2.4Defining the Intervention
Once the target population and space requirements have been defined, consideration of the type of AAI (group or individual) most appropriate for the facility should be addressed. Some health care facilities benefit most from AAI at designated times by small groups of AAI teams. Such group visits typically take place with interested patients brought to a large common room and are monitored by staff. The activity may take place with several AAI teams present at once, or one AAI team visiting all of the patients in the group. This type of group activity may work well in a lower acuity setting such as a partial hospitalization program or a skilled nursing facility. This type of group AAI may also support the goals of treatment in ways that private visitation would not. For example, a psychiatrist may ask an AAI team to be present prior (or during if the therapy dog handler happens to be employed on psychiatry services) to group therapy sessions in order to encourage attendance by patients on an inpatient psychiatric unit and increase interaction among patients.

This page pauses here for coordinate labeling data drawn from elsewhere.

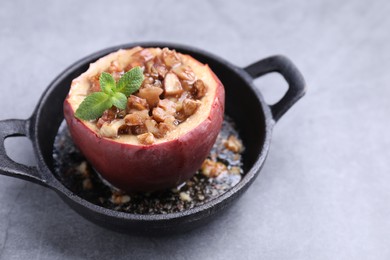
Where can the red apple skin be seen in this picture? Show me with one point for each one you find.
(140, 168)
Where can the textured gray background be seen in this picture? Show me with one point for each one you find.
(324, 191)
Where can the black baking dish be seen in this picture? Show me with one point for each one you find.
(244, 104)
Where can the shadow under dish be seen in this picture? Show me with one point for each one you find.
(74, 171)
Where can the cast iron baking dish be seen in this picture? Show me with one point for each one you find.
(244, 104)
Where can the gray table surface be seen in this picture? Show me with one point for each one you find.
(324, 191)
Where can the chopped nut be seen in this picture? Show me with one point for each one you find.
(160, 115)
(107, 117)
(190, 106)
(212, 169)
(137, 103)
(172, 84)
(185, 197)
(151, 94)
(137, 118)
(146, 138)
(233, 144)
(199, 89)
(164, 128)
(170, 57)
(184, 72)
(111, 129)
(168, 106)
(151, 126)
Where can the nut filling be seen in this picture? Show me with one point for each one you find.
(170, 93)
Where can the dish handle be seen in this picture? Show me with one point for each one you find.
(10, 128)
(284, 66)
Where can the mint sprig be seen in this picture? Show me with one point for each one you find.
(112, 93)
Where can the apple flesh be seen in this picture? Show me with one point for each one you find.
(135, 167)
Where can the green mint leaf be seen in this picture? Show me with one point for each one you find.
(131, 81)
(107, 83)
(119, 100)
(93, 106)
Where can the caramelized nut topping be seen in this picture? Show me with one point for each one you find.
(151, 94)
(172, 85)
(199, 89)
(190, 106)
(168, 106)
(160, 115)
(170, 57)
(169, 94)
(137, 118)
(184, 72)
(134, 102)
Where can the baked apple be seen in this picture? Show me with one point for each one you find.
(166, 128)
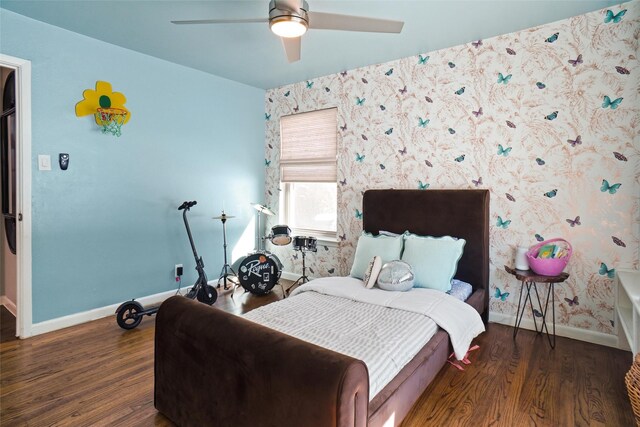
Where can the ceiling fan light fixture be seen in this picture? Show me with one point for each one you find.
(288, 26)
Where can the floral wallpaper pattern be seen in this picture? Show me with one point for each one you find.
(547, 119)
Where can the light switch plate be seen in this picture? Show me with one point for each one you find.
(44, 162)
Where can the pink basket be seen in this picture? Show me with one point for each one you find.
(548, 266)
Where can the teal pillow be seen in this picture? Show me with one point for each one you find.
(386, 247)
(434, 259)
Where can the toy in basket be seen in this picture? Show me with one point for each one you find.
(550, 257)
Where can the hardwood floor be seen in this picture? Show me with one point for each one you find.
(99, 374)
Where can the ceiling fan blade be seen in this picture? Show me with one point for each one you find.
(333, 21)
(291, 48)
(220, 21)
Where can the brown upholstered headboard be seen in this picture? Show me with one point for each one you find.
(459, 213)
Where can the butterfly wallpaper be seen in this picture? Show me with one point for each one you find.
(546, 118)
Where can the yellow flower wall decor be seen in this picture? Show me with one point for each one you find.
(103, 97)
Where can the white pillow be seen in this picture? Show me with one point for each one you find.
(371, 275)
(387, 248)
(434, 259)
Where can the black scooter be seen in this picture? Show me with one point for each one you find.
(130, 313)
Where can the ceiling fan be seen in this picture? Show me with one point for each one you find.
(290, 19)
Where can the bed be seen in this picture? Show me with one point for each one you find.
(215, 368)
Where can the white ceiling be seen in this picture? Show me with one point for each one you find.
(251, 54)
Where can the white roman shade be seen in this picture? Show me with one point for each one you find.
(309, 147)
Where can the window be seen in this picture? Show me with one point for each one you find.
(308, 173)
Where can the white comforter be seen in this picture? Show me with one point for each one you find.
(353, 320)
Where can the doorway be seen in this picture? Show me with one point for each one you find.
(8, 197)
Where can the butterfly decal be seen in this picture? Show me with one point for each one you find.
(621, 70)
(574, 222)
(610, 17)
(576, 61)
(607, 102)
(605, 271)
(503, 151)
(612, 189)
(503, 79)
(573, 301)
(576, 141)
(552, 38)
(618, 242)
(619, 156)
(501, 295)
(503, 223)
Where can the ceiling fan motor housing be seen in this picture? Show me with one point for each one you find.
(292, 10)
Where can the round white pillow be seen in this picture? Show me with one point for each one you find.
(396, 276)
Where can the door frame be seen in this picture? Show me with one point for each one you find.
(22, 69)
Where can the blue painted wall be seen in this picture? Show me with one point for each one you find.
(108, 229)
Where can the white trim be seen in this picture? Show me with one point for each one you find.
(98, 313)
(23, 228)
(8, 304)
(561, 330)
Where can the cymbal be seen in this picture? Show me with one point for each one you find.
(262, 208)
(223, 216)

Other facilities may choose to structure AAI individually with one AAI team visiting one patient room at a time. The latter option allows for more personalized interactions with the AAI team for patients, families, and staff, but requires more planning and AAI team orientation and preparation. Additional aid from staff in the form of escorts may be needed for individual visitation in some areas, or AAI teams may need additional materials such as linens, sanitizers, maps, and unit guides in order to safely visit if unaccompanied by staff. Generally, individual visitation is preferable in acute inpatient settings, not only to reach more patients, but also to minimize risk of cross contamination between patients in group settings. Additionally, there is less risk of inappropriate interactions or distractions between dogs when AAI teams visit alone as opposed to as a group.
2.5AAI Program Staffing
Staffing for an AAI program varies according to the program size, structure of interventions, and the resources available in the community and facility. Administrators should consult with human resources team members in order to determine appropriate design, recruitment, and onboarding for any positions associated with the AAI program. Additionally, the U.S. Office of Personnel Management and the U.S. Department of Labor provide online resources for job analysis, job design, and employee assessment and selection (please see Additional Resources). Ideally, a dedicated administrative staff person (program director/administrator) with a background in AAI practice, program administration skills, and expertise in coordinating volunteers is hired to direct the program. This individual works closely with the volunteer office of the health care facility, and should report to appropriate health care administrators (see Figure 3). Other staff members may be external or internal hires, internal transfers, or employees who may benefit from job redesign.
Figure 3 Sample basic AAI program organizational chart. The AAI coordinator/director should have a clear reporting line to a hospital administrator and maintain regular communication with the volunteer coordinator of the facility. In this instance, AAI teams at the facility have dual reporting to both the AAI program leader and the volunteer manager.